Graduate Careers Australia has released Beyond Graduation 2009, a follow-up survey three years on of graduates they first surveyed in 2006.
A few points of interest on topics of particular interest to me:
* The proportion of their sample who were overseas had doubled from 3.2% to 6.8%, which means that they will not be repaying their HELP debt. People with qualifications in ‘architecture and building’ are most likely to be overseas (12%).
* The graduates in non-graduate jobs generally don’t want to be there, though this is is more true of ‘sales workers’ than ‘clerical and administrative workers’. The second most frequent reason (‘to earn a living’ had a majority response for all occupations) for taking a clerical job was ‘to develop general skills’, but only 7% of sales worker respondents gave that reason. By contrast, 47% of sales workers say they took their job because it was the only one they were offered, compared to 23% of clerical workers.
* Graduates with jobs rated their generic skills development and overall satisfaction with their courses more highly in 2009 than in 2006. However unemployed graduates rated both more negatively. Do graduates see more benefits from their course in hindsight as they get to use more of the skills they learnt, or is this just part of the general tendency to forget bad things that happened in the past?
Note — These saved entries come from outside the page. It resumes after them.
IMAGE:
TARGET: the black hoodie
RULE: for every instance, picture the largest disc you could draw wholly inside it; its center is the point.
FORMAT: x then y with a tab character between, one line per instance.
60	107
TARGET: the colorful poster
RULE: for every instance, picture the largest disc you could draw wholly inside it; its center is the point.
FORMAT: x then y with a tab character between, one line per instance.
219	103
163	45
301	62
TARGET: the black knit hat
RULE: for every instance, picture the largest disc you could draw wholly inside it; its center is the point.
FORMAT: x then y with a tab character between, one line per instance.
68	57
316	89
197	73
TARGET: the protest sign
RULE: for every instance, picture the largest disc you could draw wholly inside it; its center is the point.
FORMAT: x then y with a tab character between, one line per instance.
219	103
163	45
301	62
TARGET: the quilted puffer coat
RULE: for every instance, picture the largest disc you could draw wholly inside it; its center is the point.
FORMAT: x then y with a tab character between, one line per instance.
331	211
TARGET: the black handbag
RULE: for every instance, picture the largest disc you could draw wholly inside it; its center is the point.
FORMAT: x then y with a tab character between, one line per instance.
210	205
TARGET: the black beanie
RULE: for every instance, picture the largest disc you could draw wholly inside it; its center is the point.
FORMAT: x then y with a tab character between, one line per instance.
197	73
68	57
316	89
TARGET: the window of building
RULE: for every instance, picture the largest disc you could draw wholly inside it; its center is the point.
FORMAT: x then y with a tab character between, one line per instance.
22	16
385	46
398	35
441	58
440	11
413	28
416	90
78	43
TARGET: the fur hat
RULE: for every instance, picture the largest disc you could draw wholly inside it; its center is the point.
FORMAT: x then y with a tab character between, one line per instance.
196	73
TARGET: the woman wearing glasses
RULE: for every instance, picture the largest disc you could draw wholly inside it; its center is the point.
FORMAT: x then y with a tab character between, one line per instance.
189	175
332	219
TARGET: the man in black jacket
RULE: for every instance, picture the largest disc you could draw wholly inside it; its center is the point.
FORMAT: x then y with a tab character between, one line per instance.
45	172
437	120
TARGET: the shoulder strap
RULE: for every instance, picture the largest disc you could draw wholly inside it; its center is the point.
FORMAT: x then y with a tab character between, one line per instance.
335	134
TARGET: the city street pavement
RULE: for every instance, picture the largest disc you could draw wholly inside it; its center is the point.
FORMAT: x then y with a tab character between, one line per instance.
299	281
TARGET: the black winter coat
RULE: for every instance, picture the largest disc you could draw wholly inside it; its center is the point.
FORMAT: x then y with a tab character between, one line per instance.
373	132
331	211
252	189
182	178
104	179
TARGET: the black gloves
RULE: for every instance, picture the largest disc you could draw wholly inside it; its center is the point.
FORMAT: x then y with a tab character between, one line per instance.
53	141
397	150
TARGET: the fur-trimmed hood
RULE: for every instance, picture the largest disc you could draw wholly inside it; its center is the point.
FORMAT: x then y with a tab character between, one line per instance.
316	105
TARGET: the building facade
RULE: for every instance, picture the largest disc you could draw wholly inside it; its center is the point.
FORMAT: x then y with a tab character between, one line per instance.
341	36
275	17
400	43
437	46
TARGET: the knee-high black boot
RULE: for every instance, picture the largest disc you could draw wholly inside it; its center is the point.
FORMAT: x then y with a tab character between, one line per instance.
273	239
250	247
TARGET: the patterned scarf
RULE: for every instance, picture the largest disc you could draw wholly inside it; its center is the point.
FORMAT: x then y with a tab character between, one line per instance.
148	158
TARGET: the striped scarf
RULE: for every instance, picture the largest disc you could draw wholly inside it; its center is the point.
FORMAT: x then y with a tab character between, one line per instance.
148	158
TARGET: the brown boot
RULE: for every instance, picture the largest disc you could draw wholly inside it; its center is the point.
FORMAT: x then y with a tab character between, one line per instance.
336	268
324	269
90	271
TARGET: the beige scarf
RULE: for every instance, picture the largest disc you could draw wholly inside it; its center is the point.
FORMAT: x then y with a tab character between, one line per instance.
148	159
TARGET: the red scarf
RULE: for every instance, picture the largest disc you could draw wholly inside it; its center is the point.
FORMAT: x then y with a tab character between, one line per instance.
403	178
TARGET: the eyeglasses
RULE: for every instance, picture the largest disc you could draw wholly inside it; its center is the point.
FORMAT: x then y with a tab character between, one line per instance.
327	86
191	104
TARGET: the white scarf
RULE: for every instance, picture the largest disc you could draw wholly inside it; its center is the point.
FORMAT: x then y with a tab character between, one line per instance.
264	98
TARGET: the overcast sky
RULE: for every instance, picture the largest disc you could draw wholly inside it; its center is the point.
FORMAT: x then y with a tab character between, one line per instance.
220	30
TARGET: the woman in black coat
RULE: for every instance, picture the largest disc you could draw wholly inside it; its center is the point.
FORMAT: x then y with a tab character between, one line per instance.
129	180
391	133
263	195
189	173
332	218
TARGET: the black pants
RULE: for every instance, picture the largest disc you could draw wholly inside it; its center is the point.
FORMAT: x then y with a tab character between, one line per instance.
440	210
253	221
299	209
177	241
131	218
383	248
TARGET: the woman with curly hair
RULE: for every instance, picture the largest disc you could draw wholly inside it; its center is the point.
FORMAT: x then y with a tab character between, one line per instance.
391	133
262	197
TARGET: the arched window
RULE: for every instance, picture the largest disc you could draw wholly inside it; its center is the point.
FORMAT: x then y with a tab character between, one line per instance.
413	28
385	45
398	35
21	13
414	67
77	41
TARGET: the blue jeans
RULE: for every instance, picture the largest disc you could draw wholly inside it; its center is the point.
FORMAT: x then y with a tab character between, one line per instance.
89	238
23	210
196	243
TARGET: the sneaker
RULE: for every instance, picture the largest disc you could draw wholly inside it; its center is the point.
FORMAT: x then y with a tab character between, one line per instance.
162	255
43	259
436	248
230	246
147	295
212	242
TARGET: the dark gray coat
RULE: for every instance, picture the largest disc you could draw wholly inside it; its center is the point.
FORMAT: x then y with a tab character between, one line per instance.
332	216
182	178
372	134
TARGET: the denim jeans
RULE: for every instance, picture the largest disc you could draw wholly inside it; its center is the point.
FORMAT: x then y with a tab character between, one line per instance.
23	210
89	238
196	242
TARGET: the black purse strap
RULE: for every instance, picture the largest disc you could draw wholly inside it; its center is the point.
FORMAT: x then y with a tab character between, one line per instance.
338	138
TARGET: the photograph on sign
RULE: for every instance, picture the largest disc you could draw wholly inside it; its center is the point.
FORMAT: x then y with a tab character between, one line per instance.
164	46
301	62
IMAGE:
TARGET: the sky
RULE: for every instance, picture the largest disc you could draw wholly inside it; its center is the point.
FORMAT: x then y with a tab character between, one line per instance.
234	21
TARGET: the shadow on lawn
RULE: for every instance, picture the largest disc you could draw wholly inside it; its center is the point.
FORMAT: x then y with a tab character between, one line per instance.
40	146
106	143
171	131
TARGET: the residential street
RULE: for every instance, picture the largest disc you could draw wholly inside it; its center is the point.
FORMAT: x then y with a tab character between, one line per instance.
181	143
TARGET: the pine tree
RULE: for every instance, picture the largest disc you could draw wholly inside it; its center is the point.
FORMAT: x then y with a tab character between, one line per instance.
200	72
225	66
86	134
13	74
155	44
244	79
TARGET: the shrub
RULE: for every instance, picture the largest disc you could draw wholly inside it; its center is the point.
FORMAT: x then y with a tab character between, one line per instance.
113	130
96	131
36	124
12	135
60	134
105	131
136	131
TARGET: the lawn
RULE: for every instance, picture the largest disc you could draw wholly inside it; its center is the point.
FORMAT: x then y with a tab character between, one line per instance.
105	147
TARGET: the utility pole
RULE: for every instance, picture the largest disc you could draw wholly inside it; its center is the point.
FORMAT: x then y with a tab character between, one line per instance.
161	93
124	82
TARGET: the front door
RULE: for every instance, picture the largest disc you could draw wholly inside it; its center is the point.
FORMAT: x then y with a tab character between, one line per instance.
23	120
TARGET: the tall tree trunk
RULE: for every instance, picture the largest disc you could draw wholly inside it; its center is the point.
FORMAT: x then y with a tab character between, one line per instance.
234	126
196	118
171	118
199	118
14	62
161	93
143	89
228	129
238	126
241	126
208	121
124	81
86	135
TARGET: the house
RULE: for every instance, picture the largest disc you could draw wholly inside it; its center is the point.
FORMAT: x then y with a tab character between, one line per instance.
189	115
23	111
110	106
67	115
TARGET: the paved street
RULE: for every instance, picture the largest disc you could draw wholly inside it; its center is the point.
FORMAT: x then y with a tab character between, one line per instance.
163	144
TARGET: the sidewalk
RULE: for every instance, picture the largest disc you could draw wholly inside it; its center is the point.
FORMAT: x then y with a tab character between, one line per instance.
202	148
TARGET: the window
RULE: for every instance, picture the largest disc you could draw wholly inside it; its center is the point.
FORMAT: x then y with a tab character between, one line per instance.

* A regression analysis that controlled for field of study, occupation, hours worked and age found that being the first graduate in the family (no sibling, parent or grandparent with a degree) was associated with a 2.9% lower income. I’d take this as a pretty good result. In theory, I would expect that lower average school results translating into lower university grades, lower levels of cultural capital and less useful connections would significantly undermine earnings for those without university-educated parents. In practice, the disadvantage is small. Meritocracy wins.